Hong Kong Judge Reserves Decision on Maid’s Residency Challenge

A Hong Kong Judge said he will try to rule by the end of next month on a Philippine maid’s claim that the rejection of her application for permanent residence in the Chinese city was unconstitutional.

Judge Johnson Lam ended two and a half days of arguments today after hearing the government’s lawyer say that Hong Kong’s Basic Law allows lawmakers to determine the status of foreign residents and that the maid wasn’t eligible to apply.

“The residence of foreign domestic workers is subject to restrictions,” David Pannick told the Court of First Instance again today.

Evangeline Banao Vallejos, who has lived in Hong Kong since 1986, challenged the rejection of her application, with her lawyer asking the court why other expatriates such as bankers or cooks can apply for permanent residence after living in the city continuously for seven years.

“Foreign domestic workers are the same as other foreign employees,” Vallejos’ lawyer Gladys Li said yesterday. “And their employment conditions are similar to expatriate bankers, too, as both may return to their home countries at their employers’ expense every two years.”

Public Resource Strain?

A victory for Vallejos would open the door for Hong Kong’s 300,000 foreign maids to apply for permanent-resident status if they meet the seven-year residency requirement, something at least three political parties in Hong Kong have said would strain health care, education and public housing resources.

“There is no basis in the plain language for saying that some groups have to satisfy a higher bar and certainly nothing that says some groups cannot qualify at all,” said Li referring to the Basic Law provisions related to residence rights.

Pannick said yesterday this implied that lawmakers have no role in interpreting the Basic Law.

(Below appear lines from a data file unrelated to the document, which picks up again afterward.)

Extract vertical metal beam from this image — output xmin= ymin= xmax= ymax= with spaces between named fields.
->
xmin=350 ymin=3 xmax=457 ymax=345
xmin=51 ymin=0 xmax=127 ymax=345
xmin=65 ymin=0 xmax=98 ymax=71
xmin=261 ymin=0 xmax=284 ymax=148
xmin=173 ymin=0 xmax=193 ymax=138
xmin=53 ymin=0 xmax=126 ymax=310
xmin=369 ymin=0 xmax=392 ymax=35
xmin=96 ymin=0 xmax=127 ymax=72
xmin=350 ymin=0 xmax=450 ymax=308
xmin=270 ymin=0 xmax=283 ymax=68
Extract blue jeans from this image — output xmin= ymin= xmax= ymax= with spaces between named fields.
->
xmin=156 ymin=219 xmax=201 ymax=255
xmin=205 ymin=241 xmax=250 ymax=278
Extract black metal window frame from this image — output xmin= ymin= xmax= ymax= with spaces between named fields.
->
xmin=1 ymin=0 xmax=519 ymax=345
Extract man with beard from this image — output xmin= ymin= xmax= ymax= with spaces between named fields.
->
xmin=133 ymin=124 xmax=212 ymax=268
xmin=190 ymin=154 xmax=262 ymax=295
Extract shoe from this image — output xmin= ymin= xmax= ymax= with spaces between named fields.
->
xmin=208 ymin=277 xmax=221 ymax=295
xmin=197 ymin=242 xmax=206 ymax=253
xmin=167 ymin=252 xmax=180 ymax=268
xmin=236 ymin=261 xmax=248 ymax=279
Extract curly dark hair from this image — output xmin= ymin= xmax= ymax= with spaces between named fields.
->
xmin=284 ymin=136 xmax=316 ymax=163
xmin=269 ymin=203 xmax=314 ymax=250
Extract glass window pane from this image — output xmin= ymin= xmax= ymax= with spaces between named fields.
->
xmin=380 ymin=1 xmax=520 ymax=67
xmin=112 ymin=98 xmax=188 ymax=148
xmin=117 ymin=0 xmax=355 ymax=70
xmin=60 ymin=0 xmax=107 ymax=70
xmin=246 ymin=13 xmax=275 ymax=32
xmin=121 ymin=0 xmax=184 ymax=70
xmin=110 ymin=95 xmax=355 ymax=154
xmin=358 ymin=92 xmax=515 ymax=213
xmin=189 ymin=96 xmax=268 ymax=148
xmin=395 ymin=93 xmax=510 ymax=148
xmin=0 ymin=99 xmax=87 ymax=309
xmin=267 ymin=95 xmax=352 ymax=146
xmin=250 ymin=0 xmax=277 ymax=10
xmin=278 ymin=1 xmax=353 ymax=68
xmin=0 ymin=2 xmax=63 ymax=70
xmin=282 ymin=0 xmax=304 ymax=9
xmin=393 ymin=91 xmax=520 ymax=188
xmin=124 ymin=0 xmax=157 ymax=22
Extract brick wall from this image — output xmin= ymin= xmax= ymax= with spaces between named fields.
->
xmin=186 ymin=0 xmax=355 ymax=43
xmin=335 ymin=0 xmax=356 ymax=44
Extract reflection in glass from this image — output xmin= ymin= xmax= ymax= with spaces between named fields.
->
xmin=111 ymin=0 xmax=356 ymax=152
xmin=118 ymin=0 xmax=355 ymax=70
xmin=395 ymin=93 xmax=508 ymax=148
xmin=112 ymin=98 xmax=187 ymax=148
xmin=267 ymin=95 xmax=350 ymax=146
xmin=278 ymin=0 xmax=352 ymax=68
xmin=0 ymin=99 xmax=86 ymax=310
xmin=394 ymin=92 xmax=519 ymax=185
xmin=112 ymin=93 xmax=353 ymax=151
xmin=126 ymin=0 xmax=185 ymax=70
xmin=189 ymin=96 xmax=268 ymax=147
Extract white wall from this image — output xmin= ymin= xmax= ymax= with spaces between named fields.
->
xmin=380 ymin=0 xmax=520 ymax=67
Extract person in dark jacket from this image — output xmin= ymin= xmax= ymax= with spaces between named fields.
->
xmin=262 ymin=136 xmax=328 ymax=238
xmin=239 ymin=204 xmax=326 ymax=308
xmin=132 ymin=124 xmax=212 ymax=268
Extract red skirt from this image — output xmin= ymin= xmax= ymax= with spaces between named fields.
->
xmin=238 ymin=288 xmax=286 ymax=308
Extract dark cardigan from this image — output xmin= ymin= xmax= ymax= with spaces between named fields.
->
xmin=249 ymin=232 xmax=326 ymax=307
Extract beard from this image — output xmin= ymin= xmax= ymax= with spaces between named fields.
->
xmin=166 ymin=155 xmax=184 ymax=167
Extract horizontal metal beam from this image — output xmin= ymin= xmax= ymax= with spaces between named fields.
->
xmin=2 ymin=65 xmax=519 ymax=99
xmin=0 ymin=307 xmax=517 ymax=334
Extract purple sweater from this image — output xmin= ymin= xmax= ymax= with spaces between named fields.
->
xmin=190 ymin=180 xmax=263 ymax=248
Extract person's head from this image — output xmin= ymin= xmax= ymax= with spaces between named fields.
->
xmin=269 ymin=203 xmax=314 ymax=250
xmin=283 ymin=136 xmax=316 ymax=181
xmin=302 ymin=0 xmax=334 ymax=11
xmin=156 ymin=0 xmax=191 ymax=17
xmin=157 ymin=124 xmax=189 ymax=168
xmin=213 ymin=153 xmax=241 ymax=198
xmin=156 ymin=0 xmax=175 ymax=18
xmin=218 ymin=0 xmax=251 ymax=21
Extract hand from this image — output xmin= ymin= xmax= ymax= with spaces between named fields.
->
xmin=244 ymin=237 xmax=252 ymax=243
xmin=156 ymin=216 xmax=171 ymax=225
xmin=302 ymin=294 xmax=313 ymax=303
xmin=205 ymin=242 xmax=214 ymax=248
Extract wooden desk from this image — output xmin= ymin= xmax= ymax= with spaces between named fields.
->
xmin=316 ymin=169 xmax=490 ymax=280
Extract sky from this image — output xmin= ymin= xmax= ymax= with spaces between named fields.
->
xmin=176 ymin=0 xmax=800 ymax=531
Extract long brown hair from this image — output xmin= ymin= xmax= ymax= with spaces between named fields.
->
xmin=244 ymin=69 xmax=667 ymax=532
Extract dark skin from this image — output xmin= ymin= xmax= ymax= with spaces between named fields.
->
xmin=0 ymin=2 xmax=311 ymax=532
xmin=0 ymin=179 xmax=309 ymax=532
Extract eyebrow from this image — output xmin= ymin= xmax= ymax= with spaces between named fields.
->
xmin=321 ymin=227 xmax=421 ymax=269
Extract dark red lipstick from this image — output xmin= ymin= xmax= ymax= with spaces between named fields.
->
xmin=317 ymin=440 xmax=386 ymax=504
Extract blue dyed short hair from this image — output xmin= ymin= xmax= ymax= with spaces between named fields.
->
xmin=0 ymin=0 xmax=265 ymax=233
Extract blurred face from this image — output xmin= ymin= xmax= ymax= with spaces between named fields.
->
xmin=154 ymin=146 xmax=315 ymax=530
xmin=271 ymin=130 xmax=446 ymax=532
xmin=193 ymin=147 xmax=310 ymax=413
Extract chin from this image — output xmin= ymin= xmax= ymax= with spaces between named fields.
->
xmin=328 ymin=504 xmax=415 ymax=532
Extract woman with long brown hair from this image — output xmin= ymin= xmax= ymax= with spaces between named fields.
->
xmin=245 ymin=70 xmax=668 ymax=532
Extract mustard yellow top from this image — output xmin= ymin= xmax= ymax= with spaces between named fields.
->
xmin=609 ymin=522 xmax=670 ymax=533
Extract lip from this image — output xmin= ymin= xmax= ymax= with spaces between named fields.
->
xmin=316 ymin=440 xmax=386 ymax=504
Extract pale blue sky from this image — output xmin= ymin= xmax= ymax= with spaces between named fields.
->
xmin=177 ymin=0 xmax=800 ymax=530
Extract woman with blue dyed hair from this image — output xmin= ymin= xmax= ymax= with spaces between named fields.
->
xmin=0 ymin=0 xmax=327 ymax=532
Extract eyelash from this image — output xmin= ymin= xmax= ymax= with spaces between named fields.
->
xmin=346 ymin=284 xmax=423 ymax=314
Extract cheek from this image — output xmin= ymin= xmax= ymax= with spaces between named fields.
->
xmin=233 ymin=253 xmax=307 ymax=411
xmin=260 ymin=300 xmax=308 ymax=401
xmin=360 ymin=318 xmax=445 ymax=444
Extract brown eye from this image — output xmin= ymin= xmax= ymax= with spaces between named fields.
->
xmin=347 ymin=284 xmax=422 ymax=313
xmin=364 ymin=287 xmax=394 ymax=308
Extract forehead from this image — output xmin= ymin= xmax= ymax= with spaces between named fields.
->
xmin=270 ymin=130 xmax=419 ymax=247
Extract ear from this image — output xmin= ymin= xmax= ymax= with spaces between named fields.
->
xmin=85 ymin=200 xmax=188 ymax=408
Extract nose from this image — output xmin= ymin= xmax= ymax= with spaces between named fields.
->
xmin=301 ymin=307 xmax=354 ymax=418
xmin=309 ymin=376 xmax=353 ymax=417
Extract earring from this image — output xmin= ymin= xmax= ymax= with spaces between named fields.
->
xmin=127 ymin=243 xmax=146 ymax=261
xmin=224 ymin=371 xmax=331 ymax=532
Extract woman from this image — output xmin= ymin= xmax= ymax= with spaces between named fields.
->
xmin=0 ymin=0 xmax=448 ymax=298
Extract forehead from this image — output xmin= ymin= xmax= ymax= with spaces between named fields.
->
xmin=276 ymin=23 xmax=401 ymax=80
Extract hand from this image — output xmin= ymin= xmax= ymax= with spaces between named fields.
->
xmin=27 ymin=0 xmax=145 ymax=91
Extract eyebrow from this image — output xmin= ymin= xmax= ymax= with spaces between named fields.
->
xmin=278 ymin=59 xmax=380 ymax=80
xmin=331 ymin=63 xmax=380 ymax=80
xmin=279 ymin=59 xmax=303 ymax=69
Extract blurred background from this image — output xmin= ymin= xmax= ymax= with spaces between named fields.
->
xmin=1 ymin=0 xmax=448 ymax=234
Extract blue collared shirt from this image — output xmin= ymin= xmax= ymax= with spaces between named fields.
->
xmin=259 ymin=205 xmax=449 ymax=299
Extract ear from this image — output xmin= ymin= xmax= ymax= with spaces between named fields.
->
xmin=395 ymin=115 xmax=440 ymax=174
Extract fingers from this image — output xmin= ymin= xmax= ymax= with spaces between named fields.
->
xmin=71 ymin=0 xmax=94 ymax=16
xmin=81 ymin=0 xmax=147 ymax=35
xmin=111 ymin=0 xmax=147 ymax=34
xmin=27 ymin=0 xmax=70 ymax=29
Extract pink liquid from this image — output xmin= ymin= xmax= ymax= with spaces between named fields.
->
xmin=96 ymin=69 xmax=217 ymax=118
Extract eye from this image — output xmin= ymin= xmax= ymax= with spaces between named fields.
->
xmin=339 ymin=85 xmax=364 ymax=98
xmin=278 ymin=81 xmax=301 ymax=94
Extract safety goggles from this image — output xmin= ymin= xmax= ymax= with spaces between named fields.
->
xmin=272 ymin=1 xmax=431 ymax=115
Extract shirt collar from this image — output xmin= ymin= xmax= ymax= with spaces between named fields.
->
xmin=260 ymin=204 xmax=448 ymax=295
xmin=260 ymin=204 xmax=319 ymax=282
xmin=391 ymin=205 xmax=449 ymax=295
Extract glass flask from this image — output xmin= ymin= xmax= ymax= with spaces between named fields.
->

“We submit that the article must be read in context and that it does confer limited power on the legislature to determine this matter” of ordinary or extraordinary residence, he said.

Hong Kong’s population is 95 percent ethnic Chinese, according to the most recent census data from 2006. Permanent residence rights include voting, setting up a business, and applying for spouses and other family members to move to Hong Kong.

The case is Vallejos Evangeline Banao, also known as Vallejos Evangeline B. and Commissioner of Registration, HCAL124/2010 in Hong Kong’s Court of First Instance.